Édition originale : Manual del perfecto canalla, 1916, puis réédition par Trama Editorial, Madrid, en 2005
Manuel de la parfaite crapule
Traduction de l’espagnol : Pierre-Jean Bourgeat
Illustration de la couverture : José Gutiérrez Solana
Quiconque lit cet ouvrage sera instruit par la sagesse de l'aigrefin.
La crapule, selon le Dictionnaire de l'Académie royale espagnole, est un personnage méprisable, calculateur et opportuniste, au comportement répréhensible. Dans une sorte d’exégèse, Rafael de Santa Ana révèle avec force détails comment un être humain doit se comporter pour prétendre au statut de parfaite crapule.
Ce Manuel inclut un prologue du prix Nobel de littérature de 1922, Jacinto Benavente, grand dramaturge de la décomposition de la bourgeoisie. Celui-ci précise dans ses lignes : « Il s’en trouvera qui jugeront que tout est ironie, qu’il y a là un miroir de vices destiné à mieux contraster avec les vertus. Il s’en trouvera qui le prendront au pied de la lettre et tenteront de reproduire dans leur vie le type idéal de cette parfaite crapule. Et nombreux seront ceux qui, dans leur folle vanité, croiront avoir dépassé le problème. Malheureux ! Certains s’imaginent qu’il suffit de trahir l’amitié et de mépriser les services rendus pour être une crapule. Funeste erreur ! La première qualité de la crapule est que personne ne l’identifie comme telle. Un arnaqueur reconnu ne peut plus l’être car il ne représente plus aucun danger. »
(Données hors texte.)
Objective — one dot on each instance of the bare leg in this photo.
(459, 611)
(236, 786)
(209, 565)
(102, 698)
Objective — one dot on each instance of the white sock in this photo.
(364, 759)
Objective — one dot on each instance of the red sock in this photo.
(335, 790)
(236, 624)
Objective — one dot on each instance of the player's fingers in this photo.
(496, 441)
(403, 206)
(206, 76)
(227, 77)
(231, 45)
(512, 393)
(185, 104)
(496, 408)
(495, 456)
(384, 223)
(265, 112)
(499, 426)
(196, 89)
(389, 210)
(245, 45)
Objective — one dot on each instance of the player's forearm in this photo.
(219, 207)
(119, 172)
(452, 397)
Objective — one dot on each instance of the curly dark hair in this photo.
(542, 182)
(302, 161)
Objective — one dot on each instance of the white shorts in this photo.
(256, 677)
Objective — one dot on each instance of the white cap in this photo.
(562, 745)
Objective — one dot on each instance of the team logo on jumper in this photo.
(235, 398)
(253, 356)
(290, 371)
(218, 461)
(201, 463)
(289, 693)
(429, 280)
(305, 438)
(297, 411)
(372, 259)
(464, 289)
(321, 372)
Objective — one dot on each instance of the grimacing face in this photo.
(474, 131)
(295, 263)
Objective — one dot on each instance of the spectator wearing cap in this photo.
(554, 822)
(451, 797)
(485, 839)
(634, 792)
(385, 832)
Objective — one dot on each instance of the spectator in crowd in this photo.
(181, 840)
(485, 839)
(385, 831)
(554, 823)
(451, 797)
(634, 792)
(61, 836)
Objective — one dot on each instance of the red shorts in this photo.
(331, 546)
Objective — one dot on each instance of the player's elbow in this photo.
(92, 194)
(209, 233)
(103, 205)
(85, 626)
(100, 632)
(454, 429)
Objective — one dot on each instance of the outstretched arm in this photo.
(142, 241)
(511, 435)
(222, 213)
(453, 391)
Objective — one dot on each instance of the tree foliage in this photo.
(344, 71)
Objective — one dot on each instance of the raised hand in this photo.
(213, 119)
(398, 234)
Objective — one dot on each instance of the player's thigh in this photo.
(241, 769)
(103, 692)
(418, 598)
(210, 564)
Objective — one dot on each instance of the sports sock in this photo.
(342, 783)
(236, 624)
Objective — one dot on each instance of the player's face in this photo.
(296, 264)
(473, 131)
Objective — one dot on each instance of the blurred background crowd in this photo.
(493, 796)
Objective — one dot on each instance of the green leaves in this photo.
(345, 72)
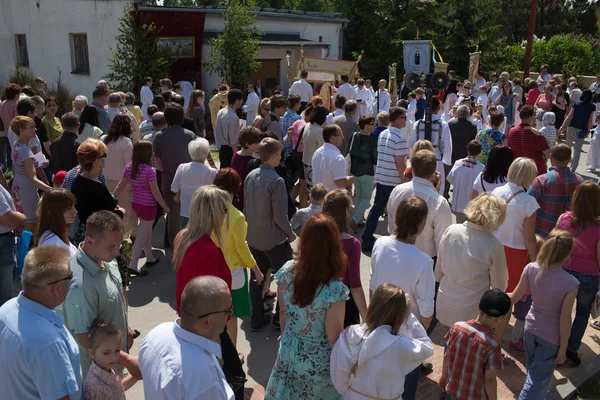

À travers une série préliminaire de chapitres tels que « La Mecque de la crapulerie » (Madrid), « Physiologie de la crapule » ou encore « Travaux pratiques de l’année préparatoire », Rafael de Santa Ana nous guide jusqu'à nous introduire pleinement dans le « Cours Complet » ayant pour objectif d’obtenir le titre de « Parfaite crapule ». « (…) nous avons décidé de rédiger ce Manuel.
En suivant pas à pas un jeune homme, entièrement dépourvu de sens de l’honneur, de dignité, de sentiment patriotique, d’amour du semblable mais qui ne craint pas de s’arracher la peau du ventre en imitant la reptation du reptile et qui triomphera de la plupart des difficultés de la vie crapuleuse. »
Tout en ironie pince-sans-rire et en second degré burlesque, Rafael de Santa Ana prend sa place parmi les scrutateurs impitoyables de la nature humaine, quelque part entre l’humour noir d’Ambrose Bierce et le cynisme nihiliste des premiers Dada comme Walter Serner.